1 Sicherer SH, Munoz-Furlong A, Burks AW, Sampson HA.

Prevalence of peanut and tree nut allergy in the US sure by a random digit dial telephone survey. J Allergy Clin Immunol ; (4); see also Sicherer SH, Munoz-Furlong A, Sampson HA. Prevalence of peanut and tree nut allergy in the United States sure by means of a random digit dial telephone survey: a 5-year follow-up study. J Allergy Clin Immunol ; (6)
2 Sicherer SH, Munoz-Furlong A, Godbold JH, Sampson HA. US prevalence of self-reported peanut, tree nut, and sesame allergy: year follow-up.

J Allergy Clin Immunol ; (6) [LINK to ADVANCING A CURE>FARE Research Grants>Selected Completed Studies > Sicherer, Prevalence of Peanut and Tree Nut Allergy in the United States]

How will I know if my kid has a food allergy?

An allergic reaction can consist of 1 or more of the following:

  1. runny or blocked nose
  2. a cough
  3. wheezing and shortness of breath
  4. swollen lips and throat
  5. itchy skin or rash
  6. diarrhoea or vomiting
  7. itchy throat and tongue
  8. sore, red and itchy eyes

In a few cases, foods can cause a severe allergic reaction (anaphylaxis) that can be life-threatening.
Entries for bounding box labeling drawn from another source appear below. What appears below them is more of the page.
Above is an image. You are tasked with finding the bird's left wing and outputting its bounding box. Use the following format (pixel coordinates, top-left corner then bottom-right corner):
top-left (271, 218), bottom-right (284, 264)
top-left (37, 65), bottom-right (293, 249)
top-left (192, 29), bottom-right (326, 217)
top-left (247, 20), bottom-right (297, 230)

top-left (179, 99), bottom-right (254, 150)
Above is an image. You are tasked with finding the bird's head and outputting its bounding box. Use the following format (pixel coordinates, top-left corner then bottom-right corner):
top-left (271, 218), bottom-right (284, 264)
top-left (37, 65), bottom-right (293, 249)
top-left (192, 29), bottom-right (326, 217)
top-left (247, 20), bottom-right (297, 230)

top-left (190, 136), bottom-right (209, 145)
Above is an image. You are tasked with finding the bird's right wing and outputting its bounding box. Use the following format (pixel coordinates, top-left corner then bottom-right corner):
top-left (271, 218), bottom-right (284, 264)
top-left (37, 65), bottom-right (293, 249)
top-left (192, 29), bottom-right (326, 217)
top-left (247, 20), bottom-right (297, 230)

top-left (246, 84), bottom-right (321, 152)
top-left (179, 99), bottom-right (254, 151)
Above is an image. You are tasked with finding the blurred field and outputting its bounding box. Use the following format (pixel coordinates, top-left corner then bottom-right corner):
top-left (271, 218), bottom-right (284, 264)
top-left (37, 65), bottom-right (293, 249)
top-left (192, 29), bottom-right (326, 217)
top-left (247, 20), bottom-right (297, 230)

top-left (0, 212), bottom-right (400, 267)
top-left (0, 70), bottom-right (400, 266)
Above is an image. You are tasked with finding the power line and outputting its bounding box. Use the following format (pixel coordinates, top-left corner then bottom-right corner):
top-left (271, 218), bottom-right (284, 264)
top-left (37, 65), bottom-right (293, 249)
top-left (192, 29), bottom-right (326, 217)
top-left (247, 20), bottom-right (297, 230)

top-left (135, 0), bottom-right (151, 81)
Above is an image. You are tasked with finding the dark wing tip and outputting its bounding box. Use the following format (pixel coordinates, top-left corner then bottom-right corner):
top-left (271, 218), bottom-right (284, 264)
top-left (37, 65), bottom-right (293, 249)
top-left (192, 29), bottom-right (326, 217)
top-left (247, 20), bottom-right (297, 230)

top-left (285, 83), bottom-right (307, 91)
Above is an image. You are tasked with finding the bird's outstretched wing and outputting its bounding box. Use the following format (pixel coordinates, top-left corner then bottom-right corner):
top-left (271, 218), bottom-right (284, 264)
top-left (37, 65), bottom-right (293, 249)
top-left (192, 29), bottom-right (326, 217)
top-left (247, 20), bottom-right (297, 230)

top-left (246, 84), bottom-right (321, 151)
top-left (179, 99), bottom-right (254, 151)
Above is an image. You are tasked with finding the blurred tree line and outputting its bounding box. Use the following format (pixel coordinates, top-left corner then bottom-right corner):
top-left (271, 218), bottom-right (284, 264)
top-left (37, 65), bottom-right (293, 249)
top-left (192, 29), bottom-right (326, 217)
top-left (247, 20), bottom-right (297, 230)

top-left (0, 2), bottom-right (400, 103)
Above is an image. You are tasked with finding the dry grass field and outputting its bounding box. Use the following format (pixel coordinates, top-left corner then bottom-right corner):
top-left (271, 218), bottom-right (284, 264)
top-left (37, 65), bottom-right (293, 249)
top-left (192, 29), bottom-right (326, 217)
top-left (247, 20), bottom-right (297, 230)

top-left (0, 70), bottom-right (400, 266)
Get medical advice if you ponder your kid is having an allergic reaction to a specific food.

Don’t be tempted to experiment by cutting out a major food, such as milk, because this could lead to your kid not getting the nutrients they need. Talk to your health visitor or GP, who may refer you to a registered dietitian.

Introducing foods that could trigger allergy

When you start introducing solid foods to your baby from around 6 months ancient, introduce the foods that can trigger allergic reactions one at a time and in extremely little amounts so that you can spot any reaction.

These foods are:

  1. shellfish (don’t serve raw or lightly cooked)
  2. eggs (eggs without a red lion stamp should not be eaten raw or lightly cooked)
  3. foods that contain gluten, including wheat, barley and rye
  4. soya
  5. seeds (serve them crushed or ground)
  6. cows’ milk
  7. nuts and peanuts (serve them crushed or ground)
  8. fish

See more about foods to avoid giving babies and young children.

These foods can be introduced from around 6 months as part of your baby’s diet, just love any other foods.

Once introduced and if tolerated, these foods should become part of your baby’s usual diet to minimise the risk of allergy.

Evidence has shown that delaying the introduction of peanut and hen’s eggs beyond 6 to 12 months may increase the risk of developing an allergy to these foods.

Lots of children outgrow their allergies to milk or eggs, but a peanut allergy is generally lifelong.

If your kid has a food allergy, read food labels carefully.

Avoid foods if you are not certain whether they contain the food your kid is allergic to.